Hudl tablet

Researchers claimed to have found a security flaw in Tesco’s Hudl tablet

Tesco’s Hudl tablet made headlines for the wrong reasons over the weekend, with the news that a security flaw meant that users’ sensitive data could retrieved even after performing a factory reset on the device.

The BBC teamed up with researcher Ken Munro of Pen Test Partners to test 10 secondhand Hudls bought from eBay. By exploiting a flaw in the tablet’s processor, Munro was able to extract PIN codes to unlock devices as well as Wi-Fi keys, cookies and other browsing data that could be used to sign in to a website as the tablet’s original owner.

“At the moment, I do not think the Tesco Hudl is really suitable to put any data of any sensitivity on. Putting passwords on there, into browsers, is really asking for trouble,” said Munro, in a video demonstration of the Hudl flaw. “If it’s stolen, PIN-locked or not, someone’s going to get your data off it.

“It’s a really cool device with entry-level Android hardware. But unfortunately, with cheapness comes some problems with security.”
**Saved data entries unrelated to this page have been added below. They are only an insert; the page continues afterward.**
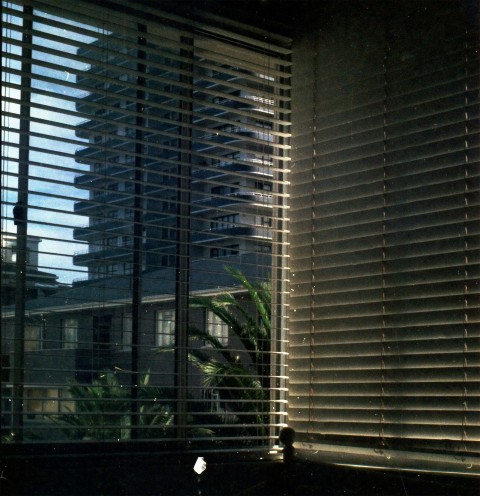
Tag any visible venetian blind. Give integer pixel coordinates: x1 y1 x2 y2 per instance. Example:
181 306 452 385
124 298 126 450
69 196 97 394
288 1 479 474
0 0 290 452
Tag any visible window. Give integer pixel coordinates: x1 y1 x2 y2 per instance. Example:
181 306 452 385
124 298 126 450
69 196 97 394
256 216 272 227
61 319 78 349
155 310 175 347
210 214 239 230
124 181 134 192
122 313 132 351
210 245 239 258
1 0 290 450
211 185 238 195
160 254 176 267
25 388 59 415
162 199 176 211
206 311 229 346
254 181 272 191
24 323 43 352
254 243 271 254
161 228 177 240
1 0 480 487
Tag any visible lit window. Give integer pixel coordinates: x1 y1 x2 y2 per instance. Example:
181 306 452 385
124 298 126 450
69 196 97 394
207 310 228 346
155 309 175 347
25 388 60 415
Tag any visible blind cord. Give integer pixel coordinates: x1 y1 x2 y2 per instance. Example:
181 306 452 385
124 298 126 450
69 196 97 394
377 13 391 455
458 25 470 462
308 27 318 435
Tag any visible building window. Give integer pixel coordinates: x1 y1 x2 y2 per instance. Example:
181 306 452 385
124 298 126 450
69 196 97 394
58 389 75 414
124 181 134 192
62 318 78 349
254 181 272 191
122 313 132 351
211 185 237 195
210 245 239 258
25 323 44 352
155 310 175 347
161 228 177 240
206 311 229 346
162 199 176 211
161 255 176 267
256 216 272 227
210 214 239 230
254 243 271 254
25 388 60 415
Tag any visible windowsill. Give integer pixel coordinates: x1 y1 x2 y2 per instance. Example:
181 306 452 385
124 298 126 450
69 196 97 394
0 445 476 496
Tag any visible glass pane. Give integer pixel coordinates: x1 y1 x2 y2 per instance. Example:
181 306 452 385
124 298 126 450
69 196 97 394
1 0 290 449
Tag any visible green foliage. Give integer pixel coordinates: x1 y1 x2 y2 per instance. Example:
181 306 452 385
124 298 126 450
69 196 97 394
51 371 173 441
189 266 271 426
1 432 15 443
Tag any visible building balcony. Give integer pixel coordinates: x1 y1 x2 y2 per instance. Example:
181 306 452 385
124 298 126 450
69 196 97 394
74 191 133 213
75 140 136 161
73 218 134 240
75 119 128 141
192 160 273 180
197 127 273 143
143 240 177 253
74 165 133 187
194 99 255 119
193 139 274 158
193 191 272 213
192 225 272 244
73 245 133 265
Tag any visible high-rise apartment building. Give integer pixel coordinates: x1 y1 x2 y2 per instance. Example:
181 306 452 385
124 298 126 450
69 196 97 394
72 32 287 280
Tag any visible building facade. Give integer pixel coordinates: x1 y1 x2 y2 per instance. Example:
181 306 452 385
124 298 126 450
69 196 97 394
72 31 287 280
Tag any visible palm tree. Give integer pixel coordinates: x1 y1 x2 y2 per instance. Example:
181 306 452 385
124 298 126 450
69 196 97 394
189 266 271 426
51 371 173 441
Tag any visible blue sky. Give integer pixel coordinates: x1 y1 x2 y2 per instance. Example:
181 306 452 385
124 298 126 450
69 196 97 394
2 7 100 283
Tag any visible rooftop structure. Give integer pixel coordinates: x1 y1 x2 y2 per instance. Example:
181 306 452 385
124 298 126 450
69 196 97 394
1 233 65 306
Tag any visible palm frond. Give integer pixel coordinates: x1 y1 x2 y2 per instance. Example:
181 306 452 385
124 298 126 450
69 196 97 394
49 371 174 440
191 293 260 361
225 266 271 337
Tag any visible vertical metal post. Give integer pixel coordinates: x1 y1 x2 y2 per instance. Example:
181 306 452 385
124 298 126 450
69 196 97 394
12 5 33 442
175 35 193 444
130 23 147 438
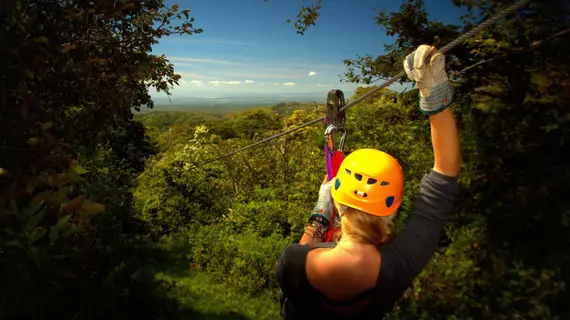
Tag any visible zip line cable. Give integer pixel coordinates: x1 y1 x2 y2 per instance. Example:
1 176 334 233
198 0 534 167
200 116 326 166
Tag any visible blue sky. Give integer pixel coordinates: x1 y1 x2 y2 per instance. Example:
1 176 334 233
151 0 467 98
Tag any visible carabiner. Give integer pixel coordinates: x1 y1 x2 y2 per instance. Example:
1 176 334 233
325 125 347 153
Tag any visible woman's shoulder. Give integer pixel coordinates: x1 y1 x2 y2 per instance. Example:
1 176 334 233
276 243 334 294
279 242 336 264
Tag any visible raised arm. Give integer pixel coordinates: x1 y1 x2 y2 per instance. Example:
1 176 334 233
404 44 462 175
430 108 462 177
380 44 461 293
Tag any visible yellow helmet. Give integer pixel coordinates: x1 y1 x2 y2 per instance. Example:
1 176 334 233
331 149 404 217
Tesco said: “Customers should always ensure all personal information is removed prior to giving away or selling any mobile device. To guarantee this, they should use a data wipe program.” A spokesman added that any device returned to the retailer would be wiped securely, while consumers could get more information from the government’s Get Safe Online website.

It’s worth noting that although the Hudl was singled out in this study, Android devices in general have attracted criticism for not completely wiping user data. In July, software company Avast was able to recover some 40,000 photos, 750 emails and 250 contact names from just 20 Android phones it bought on eBay that had supposedly been wiped. The problem arises because phones don’t always wipe your data when you think you’re wiping it – they just erase the index system used to find that data. The data stays on your phone until it is eventually overwritten.

The Hudl, lest we forget, flew off the shelves on its release last September (mark II is due this autumn). It’s only now, with those first devices coming up to a year old, that they are starting to appear on auction sites, as consumers look to upgrade – in the process exposing the problem outlined by Munro.

Warnings about processor security and Wi-Fi keys may seem a little obscure to people in the grocery sector, but they are a reminder that in its efforts to corner the digital customer, Tesco is exposing itself to the sort of PR problems usually experienced by consumer tech companies (and government employees who leave laptops on trains).

Some pundits will no doubt be thinking it was all a lot simpler when Tesco’s main job was to pile ‘em high and sell ‘em cheap – and some may be wishing fervently it would stick to this game. But this Hudl headache is the sort of thing Tesco will have to weather if it’s serious about being a digital player.